Invitations to the conference were based on individually written essays and interviews with members of the local chapter of Freedoms Foundation. The essays had to be about an American event related to the U.S. Constitution. Corinna wrote about the ratification of 19th Amendment, which gave women the right to vote, because, she says, it allows her the freedom to pursue a career that may have once been limited to men.
Retired educator Jeanne Abbott, who taught in local public schools for 17 years and was a principal in Hamilton County schools for 20 years, says Freedoms Foundation is based on the ideals and principles upon which the United States was founded.

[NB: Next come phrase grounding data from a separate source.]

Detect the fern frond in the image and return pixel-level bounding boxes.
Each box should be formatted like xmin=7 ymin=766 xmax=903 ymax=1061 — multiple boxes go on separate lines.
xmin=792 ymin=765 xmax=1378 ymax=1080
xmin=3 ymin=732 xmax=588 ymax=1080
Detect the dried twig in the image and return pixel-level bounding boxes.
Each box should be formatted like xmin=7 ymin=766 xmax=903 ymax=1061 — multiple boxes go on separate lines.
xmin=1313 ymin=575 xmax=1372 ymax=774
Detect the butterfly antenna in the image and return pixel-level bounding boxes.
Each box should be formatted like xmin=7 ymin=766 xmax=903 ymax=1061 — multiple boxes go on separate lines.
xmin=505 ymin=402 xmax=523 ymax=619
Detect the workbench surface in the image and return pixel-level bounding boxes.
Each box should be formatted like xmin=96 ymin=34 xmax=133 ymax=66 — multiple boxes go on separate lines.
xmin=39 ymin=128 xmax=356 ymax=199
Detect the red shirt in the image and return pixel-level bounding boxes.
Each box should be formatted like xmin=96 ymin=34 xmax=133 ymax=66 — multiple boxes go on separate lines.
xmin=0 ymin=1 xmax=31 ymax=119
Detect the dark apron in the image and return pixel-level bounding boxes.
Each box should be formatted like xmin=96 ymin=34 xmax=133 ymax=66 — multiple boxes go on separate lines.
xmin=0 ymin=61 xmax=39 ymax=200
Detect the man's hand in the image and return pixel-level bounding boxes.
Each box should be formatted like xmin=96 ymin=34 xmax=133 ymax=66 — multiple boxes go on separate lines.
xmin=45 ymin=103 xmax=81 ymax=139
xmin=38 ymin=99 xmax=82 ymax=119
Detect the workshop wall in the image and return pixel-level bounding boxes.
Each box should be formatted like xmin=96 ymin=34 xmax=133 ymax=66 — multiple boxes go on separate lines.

Abbott was one of three members of the local chapter of the foundation who accompanied the students to this year’s conference, held in late April. The conference, first held in 1965, is intense but fun, she says.
“Days started at 7 a.m. and ended at 11 p.m.,” Abbott says. “The program was housed on the beautiful Valley Forge grounds — the headquarters for George Washington and his top aides while the (Revolutionary) war was being fought. The beginning of America, what it meant then and what it means now, was played out each day through inspirational activities and guests speakers.
“Students learned how our nation won independence from England and how many men and hours it took to draw up the Bill of Rights for all citizens,” Abbott says. “Those difficulties made them realize how important it is to preserve those rights that were granted to us.”
William Guill, another rising senior at Red Bank, also attended the conference. A history buff, William, 17, says “it was good to learn more about our country, and that’s been a big topic at school this year.”
“Not only did I learn leadership principles and how to work with others, I made lasting friendships with people from around the country,” he says.
Valerie Rutledge, dean of the University of Tennessee at Chattanooga College of Health, Education and Professional Studies, has been an active member of Freedoms Foundation since 1982. She’s served as president, board member, vice president of youth and vice president of education, among other duties.
“This organization offers a number of programs that focus on cultivating engaged, responsible citizens knowledgeable in American history and democracy, who understand their constitutional rights, are familiar with the free enterprise system and entrepreneurship, and who will serve as leaders in their community,” Rutledge says.
Students who participate in the annual conference are typically interested in American history and are involved in school-based ROTC programs, she says. Many also enjoy traveling and meeting students from around the country.
“Many of them gain lifelong friends from this experience and enjoy having connections across many states within the USA,” she says.
Abbott’s grandson, Chandler Abbott, 18, a rising senior at Hixson High School, was selected to participate in the recent conference.
“I am proud of my grandson for recognizing the place that Valley Forge had in our history and that it is up to his generation to uphold and push forward patriotism and civic pride to always keep our nation free,” she says.
Chandler says the experience brought history to life.
“It was great to meet students from other states and be able to do leadership projects with them,” he says. “I consider myself lucky to have been given the opportunity.”